O norte-americano Antonin Scalia se tornou juiz da Suprema Corte dos EUA em setembro de 1986. Ele permaneceu no cargo até fevereiro de 2016, quando faleceu subitamente. Afirmar que ele foi um excelente juiz seria subestimar o seu legado, pois possivelmente Scalia foi o mais influente jurista dos Estados Unidos nos últimos cinquenta anos.

Antonin Scalia foi o principal responsável pelo renascimento da abordagem conhecida como originalismo.
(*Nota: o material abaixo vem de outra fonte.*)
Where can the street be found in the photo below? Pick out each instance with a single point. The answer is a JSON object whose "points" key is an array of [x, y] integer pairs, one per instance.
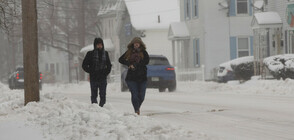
{"points": [[220, 113]]}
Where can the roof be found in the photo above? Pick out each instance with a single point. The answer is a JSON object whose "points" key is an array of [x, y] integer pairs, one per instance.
{"points": [[266, 20], [146, 14], [258, 4], [108, 46], [178, 30]]}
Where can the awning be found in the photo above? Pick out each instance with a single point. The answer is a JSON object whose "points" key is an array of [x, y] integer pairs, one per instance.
{"points": [[178, 30], [258, 4], [266, 20], [108, 46]]}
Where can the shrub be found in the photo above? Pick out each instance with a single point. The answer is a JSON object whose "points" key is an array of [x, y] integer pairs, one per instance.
{"points": [[281, 66], [243, 71]]}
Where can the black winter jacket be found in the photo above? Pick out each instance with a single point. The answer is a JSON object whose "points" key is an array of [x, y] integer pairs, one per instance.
{"points": [[89, 66], [140, 72]]}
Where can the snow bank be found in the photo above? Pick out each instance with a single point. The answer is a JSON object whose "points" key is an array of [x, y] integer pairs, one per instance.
{"points": [[279, 62], [62, 118], [254, 86]]}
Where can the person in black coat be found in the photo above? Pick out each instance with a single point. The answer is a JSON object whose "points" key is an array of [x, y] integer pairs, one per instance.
{"points": [[136, 58], [97, 64]]}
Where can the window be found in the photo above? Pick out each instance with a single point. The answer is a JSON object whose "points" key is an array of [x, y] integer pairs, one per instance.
{"points": [[242, 6], [187, 9], [47, 67], [57, 68], [196, 52], [243, 47], [52, 69], [195, 8]]}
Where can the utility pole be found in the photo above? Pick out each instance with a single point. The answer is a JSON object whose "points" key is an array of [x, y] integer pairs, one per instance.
{"points": [[30, 50]]}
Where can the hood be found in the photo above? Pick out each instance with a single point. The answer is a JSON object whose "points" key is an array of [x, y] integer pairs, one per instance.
{"points": [[137, 40], [96, 41]]}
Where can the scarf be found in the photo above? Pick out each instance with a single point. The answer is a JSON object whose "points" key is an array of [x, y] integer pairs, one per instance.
{"points": [[135, 57], [99, 59]]}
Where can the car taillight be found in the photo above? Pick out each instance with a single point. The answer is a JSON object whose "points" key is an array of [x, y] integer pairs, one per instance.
{"points": [[41, 76], [17, 76], [170, 69]]}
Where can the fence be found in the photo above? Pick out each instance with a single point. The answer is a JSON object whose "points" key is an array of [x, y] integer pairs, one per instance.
{"points": [[190, 74]]}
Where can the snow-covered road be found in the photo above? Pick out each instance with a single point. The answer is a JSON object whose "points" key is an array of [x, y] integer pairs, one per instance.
{"points": [[254, 110]]}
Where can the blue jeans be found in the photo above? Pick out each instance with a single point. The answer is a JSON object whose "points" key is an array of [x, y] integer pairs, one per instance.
{"points": [[102, 92], [138, 90]]}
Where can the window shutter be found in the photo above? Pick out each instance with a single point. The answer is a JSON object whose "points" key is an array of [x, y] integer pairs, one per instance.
{"points": [[250, 7], [232, 7], [198, 51], [251, 45], [233, 47]]}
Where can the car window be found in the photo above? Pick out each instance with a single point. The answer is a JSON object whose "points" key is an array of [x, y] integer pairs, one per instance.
{"points": [[221, 69], [158, 61]]}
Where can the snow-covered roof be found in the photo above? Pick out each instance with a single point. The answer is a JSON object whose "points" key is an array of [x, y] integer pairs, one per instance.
{"points": [[178, 30], [146, 14], [236, 61], [279, 62], [258, 4], [224, 4], [110, 7], [108, 46], [266, 20]]}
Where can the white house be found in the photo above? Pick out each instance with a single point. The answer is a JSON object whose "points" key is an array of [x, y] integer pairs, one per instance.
{"points": [[152, 19], [219, 30]]}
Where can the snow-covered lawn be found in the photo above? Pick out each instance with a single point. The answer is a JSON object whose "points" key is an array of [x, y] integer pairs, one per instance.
{"points": [[197, 110]]}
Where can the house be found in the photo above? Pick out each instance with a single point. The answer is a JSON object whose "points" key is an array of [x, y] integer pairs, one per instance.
{"points": [[273, 30], [218, 31], [122, 20], [151, 19]]}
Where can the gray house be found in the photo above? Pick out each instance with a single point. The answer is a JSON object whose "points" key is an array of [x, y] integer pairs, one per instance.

De acordo com essa doutrina, a função de um juiz consiste em interpretar e aplicar as leis, sendo que a interpretação deve ser a mais fiel possível ao sentido que os textos legais possuíam originalmente (ou seja, no momento em que foram redigidos).

Antonin Scalia, juiz da Suprema Corte dos EUA e um dos mais influentes juristas norte-americanos. Fotógrafo: Steve Petteway. Fonte: Wikimedia Commons.

A filosofia acima delineada está por trás da afirmação de que “o juiz que sempre fica satisfeito com as suas decisões é um mau juiz”, feita por Antonin Scalia em uma palestra proferida em janeiro de 2013. Como um magistrado deve aplicar fielmente as leis e essas necessariamente serão imperfeitas, é inevitável que a repetida aplicação das mesmas faça com que cedo ou tarde ele tome uma decisão que é, aos seus olhos, indesejável. Assim sendo, o juiz que está sempre feliz com as próprias decisões falha em desempenhar a sua principal tarefa, que consiste exatamente em aplicar as leis (sejam elas boas ou não).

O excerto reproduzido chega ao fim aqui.